Un'imputata aveva sollevato questione di legittimità costituzionale e di contrasto con il diritto dell'Unione europea riguardo alla disciplina sul gratuito patrocinio. La ricorrente sosteneva che, nel calcolare il reddito per l'ammissione al beneficio, dovesse tenersi conto della pluralità di procedimenti a suo carico. In sostanza, chiedeva che la soglia di reddito venisse innalzata per ogni processo pendente, in modo analogo a quanto previsto per i familiari conviventi.
L'articolo 92 del decreto legislativo n. 115/2002 prevede che, ai fini dell'accesso al patrocinio a spese dello Stato, la soglia di reddito sia aumentata di una quota fissa per ciascun familiare convivente. La ricorrente ha sostenuto che un criterio simile dovesse applicarsi anche ai procedimenti pendenti, trattandosi di oneri che riducono concretamente la disponibilità economica dell'imputato.
Con la sentenza n. 30574 del 2025, la Cassazione penale ha respinto il ricorso. La Suprema Corte ha escluso che le spese derivanti dalla pendenza di più procedimenti possano essere considerate come elemento deducibile ai fini del calcolo del reddito. Non vi è, secondo i giudici, alcuna violazione di principi costituzionali o sovranazionali nel fatto che la normativa non preveda una riduzione della soglia in relazione ai processi pendenti.
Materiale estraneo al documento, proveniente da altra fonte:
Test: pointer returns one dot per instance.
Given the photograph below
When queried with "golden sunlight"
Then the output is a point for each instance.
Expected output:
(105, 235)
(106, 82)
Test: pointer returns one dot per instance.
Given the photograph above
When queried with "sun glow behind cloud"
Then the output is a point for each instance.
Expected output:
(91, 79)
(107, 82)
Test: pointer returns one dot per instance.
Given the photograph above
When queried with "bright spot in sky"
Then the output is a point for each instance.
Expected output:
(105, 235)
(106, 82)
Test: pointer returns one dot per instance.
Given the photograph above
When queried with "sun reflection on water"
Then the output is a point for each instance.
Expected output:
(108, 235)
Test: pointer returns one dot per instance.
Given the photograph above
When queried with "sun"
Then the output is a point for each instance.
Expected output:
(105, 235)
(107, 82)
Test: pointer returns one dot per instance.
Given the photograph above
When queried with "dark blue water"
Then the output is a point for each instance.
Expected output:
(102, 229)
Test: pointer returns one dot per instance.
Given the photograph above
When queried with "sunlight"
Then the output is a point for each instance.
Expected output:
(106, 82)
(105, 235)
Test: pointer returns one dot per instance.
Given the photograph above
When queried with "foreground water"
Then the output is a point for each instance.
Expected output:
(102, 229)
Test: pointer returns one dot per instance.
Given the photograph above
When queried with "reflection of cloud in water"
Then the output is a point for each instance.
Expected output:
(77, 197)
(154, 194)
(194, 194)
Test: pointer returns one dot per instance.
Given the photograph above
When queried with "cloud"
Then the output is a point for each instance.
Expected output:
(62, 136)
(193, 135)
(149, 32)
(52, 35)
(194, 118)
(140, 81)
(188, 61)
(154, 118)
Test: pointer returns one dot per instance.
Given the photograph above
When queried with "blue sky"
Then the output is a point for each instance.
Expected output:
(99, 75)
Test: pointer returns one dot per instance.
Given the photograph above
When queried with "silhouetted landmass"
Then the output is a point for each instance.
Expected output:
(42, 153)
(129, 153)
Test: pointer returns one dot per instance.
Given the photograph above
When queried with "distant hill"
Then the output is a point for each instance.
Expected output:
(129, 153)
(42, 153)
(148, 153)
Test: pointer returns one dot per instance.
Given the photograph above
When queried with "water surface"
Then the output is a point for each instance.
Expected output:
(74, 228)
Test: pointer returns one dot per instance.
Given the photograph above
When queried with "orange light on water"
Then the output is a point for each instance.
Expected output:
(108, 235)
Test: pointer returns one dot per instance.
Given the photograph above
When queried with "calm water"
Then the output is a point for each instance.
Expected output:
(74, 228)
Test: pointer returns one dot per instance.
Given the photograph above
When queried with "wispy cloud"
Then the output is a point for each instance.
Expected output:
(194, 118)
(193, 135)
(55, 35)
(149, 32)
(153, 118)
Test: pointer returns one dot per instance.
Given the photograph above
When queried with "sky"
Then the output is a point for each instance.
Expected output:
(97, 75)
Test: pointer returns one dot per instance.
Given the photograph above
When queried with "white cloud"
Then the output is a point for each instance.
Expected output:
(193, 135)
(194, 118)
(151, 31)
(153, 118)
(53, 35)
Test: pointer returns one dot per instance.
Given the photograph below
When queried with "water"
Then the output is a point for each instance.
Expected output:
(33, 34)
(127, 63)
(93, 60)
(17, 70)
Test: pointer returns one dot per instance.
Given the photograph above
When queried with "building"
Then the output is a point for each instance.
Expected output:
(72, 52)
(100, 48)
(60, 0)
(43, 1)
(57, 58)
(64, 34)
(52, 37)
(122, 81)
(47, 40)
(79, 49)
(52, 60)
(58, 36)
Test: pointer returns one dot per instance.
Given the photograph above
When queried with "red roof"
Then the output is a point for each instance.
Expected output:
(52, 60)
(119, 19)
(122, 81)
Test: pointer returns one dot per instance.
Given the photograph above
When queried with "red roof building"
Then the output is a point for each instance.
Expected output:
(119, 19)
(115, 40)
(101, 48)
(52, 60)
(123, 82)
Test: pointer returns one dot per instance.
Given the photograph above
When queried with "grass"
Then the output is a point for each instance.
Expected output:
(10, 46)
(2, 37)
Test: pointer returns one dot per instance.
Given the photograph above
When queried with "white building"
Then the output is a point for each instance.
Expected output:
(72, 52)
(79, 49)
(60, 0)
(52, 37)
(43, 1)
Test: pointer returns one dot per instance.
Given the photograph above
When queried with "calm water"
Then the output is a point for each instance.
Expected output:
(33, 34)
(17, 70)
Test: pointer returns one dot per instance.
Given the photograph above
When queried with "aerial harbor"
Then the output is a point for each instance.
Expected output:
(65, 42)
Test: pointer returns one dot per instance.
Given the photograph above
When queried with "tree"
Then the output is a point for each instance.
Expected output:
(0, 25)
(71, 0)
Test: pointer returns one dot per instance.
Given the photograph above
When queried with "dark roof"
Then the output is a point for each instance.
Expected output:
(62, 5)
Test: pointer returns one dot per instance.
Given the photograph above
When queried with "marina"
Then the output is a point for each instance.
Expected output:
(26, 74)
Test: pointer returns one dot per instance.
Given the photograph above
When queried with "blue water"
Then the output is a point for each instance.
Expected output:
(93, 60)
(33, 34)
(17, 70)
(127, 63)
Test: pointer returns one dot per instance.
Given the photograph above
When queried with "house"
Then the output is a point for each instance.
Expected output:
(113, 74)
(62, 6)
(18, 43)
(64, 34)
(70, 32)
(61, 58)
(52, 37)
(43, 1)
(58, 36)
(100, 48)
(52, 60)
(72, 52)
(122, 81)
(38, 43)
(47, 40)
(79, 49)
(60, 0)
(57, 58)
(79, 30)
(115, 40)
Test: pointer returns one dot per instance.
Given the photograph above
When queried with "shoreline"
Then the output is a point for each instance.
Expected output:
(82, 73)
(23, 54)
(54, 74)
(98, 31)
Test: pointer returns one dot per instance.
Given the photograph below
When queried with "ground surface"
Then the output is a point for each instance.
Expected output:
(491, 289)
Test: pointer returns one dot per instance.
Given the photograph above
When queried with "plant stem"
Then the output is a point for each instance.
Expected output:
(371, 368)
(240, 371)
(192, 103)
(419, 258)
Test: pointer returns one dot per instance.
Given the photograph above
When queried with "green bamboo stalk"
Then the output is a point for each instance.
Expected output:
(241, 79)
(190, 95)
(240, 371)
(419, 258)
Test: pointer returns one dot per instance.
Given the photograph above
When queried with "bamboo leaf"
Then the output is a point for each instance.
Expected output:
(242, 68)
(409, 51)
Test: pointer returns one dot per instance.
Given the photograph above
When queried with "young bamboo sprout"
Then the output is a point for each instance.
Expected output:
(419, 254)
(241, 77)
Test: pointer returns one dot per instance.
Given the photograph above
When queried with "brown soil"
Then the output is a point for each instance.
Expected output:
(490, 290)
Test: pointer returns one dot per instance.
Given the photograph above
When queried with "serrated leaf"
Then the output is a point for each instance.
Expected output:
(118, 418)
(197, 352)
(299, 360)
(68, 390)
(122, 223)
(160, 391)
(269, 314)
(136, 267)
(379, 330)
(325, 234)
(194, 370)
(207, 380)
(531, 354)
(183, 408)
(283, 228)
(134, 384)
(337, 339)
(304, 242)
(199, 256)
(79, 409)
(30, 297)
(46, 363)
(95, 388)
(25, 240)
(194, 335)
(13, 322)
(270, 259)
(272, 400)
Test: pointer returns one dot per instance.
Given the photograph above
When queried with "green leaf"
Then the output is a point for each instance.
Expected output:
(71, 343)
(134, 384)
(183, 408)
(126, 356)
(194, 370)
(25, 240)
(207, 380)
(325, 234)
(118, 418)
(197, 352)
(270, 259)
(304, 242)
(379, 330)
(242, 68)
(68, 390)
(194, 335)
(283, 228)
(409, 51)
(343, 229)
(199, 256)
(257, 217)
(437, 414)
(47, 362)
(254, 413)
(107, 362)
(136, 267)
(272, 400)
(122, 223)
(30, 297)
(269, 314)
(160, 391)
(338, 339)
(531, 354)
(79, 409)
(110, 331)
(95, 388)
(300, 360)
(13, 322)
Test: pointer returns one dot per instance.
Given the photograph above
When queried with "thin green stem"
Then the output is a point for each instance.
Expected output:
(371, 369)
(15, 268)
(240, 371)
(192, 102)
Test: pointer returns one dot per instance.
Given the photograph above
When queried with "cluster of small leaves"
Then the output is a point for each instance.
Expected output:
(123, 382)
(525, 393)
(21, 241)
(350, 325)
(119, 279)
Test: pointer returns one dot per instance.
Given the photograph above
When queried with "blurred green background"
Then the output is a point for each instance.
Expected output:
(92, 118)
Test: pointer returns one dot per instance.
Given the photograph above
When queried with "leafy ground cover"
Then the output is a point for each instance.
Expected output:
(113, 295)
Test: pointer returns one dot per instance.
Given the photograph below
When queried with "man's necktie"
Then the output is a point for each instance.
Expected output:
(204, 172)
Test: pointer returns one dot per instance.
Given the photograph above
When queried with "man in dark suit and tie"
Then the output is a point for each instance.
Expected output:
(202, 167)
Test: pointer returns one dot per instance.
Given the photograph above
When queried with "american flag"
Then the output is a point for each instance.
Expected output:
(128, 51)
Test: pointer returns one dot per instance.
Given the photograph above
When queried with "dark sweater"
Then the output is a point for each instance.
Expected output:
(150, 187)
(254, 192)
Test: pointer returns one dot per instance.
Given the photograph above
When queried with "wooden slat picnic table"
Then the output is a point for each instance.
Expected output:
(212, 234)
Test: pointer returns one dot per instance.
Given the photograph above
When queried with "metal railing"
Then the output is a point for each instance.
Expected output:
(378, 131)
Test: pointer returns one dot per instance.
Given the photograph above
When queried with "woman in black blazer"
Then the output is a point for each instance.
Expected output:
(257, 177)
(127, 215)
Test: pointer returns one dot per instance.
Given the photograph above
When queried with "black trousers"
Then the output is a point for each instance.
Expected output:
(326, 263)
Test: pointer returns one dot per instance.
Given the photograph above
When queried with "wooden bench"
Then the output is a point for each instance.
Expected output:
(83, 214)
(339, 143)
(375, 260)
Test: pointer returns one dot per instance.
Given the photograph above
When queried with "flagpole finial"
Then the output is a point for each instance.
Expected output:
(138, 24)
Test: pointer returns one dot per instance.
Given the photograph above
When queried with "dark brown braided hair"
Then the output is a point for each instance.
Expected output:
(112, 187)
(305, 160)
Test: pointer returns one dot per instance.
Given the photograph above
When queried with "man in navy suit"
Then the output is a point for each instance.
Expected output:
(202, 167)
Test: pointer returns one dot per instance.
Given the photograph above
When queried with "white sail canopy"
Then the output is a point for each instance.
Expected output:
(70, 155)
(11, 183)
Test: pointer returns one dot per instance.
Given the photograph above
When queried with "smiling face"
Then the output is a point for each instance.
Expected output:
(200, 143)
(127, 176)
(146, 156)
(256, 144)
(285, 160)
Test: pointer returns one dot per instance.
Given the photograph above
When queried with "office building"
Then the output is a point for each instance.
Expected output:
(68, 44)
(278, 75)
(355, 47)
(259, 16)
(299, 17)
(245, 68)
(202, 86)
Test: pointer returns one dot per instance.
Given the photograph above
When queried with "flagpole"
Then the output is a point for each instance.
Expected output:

La Corte ha chiarito che la situazione di chi ha familiari conviventi non può essere equiparata a quella di chi si trova sottoposto a più procedimenti penali. Nel primo caso, infatti, la legge riconosce un incremento della soglia di reddito per tener conto delle esigenze di mantenimento del nucleo familiare. Nel secondo, invece, la pendenza di più processi non costituisce un fattore assimilabile a un onere stabile e continuativo che incida sulla capacità economica del richiedente.